The first matter that must be resolved is to choose what person or persons are in charge of administering the estate of the deceased person. If the deceased had a valid will, then the will would name the person in charge. This person is called an estate trustee (formerly called an executor or executrix). If there is no will, then the law has a procedure which allows anyone with a close connection to the deceased to apply to the court to be the person who administers the estate. Generally the closest relative to the deceased will be chosen. The person so approved by the court is called an estate trustee without a will (formerly called an administrator or administratrix). The government’s Public Trustee does not automatically administer the estate if there is no will. The Public Trustee will only reluctantly get involved if there is no proper relative or creditor who will step forward to apply for the job of administrator.

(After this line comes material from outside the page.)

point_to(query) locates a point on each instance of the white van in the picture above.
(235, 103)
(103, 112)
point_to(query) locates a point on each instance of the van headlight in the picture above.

An estate trustee gets his or her authority to administer the estate from the will and therefore need not necessarily apply to the court to get the court’s authority to act in the estate’s name. However, when the value of the assets of the estate are high (generally assets over $25,000.00 in value) or for certain types of assets such as stocks, the estate trustee will have to apply for court authority. If he or she does not, the people with whom he or she must deal with to transfer assets will not accept his or her authority. The estate trustee applies to the Ontario Court (General Division) to obtain “Certificate of Appointment of Estate Trustee with a Will” (formerly called letters probate). The Certificate of Appointment of Estate Trustee with a Will show to persons dealing with the estate that the will has been duly proved and registered with the Court and that the estate trustee has authority to act on behalf of the estate. In a small estate, a notarial copy of the will (a lawyer certifying that the copy is a true copy of the original will) will often convince people that the estate trustee has authority so that the estate trustee will not have to go to the expense and time of obtaining probate.
If there is no will, the person who wishes to be the “estate trustee without a will” applies to the Court for “Certificate of Appointment of Estate Trustee without a Will”. Unfortunately in small estates, if there is no will a Certificate of Appointment of Estate Trustee without a Will will usually have to be obtained because it is the only authority people dealing with the estate accept. Sometimes however those third parties will accept a statutory declaration from a widow or widower that the estate was only a certain size and that the widow or widower is the only person entitled to the assets of the estate.
The first obligation of an estate trustee
The second obligation of the estate trustee
The third obligation of the estate trustee
is to settle the deceased’s debts and liabilities. The estate trustee would pay all valid claims of creditors. He or she would also defend all claims thought not to be valid. If there is not enough money in the estate to satisfy creditors, the deceased’s family is not responsible for those debts but the creditors would get paid less in accordance with the legal rules as to the preference of creditors. A special liability of the estate which might have to be resolved is a claim by a spouse or dependant of the deceased under the Family Law Act for an equalization of assets or for support under the Dependant Relief provisions of the Succession Law Reform Act or claims under both acts. The estate trustee would prepare the final year’s income tax return and make sure that all previous years tax returns have been filed. He or she would apply for a final tax clearance certificate. There are no estate taxes or succession duties in Ontario presently but death may result in additional taxes owing in the year of death. For instance, if one dies owning a stock which has increased in value since the time it was bought and the stock is not passed on to the deceased’s spouse, then in the year of death there is a deemed disposition, and capital gains tax is payable.
Once all of the debts and liabilities have been paid the estate trustee can distribute the estate as dictated by the will. If there is no will, then the estate trustee without a will distributes the estate to relatives as prescribed by law in the Succession Law Reform Act. The government does not get any share of the estate unless there are no relatives. A spouse does not necessarily get all of the estate but the children may share depending on the amount of the estate.
This has been a very simplified explanation of what an estate trustee does. I did not discuss other obligations estate trustees may have such as administering continuing trusts, tax planning or accounting to the beneficiaries and the courts. I did not discuss what compensation estate trustees are allowed to take for their work.
The role of the lawyer is to advise firstly the estate trustee of his or her duties and all matters in connection with administering the estate. Secondly, if necessary, the lawyer will prepare the application to the court to obtain authority. Thirdly, the lawyer will prepare the documents necessary to transfer assets. And fourthly, the lawyer will prepare relevant documents to be signed by the beneficiaries.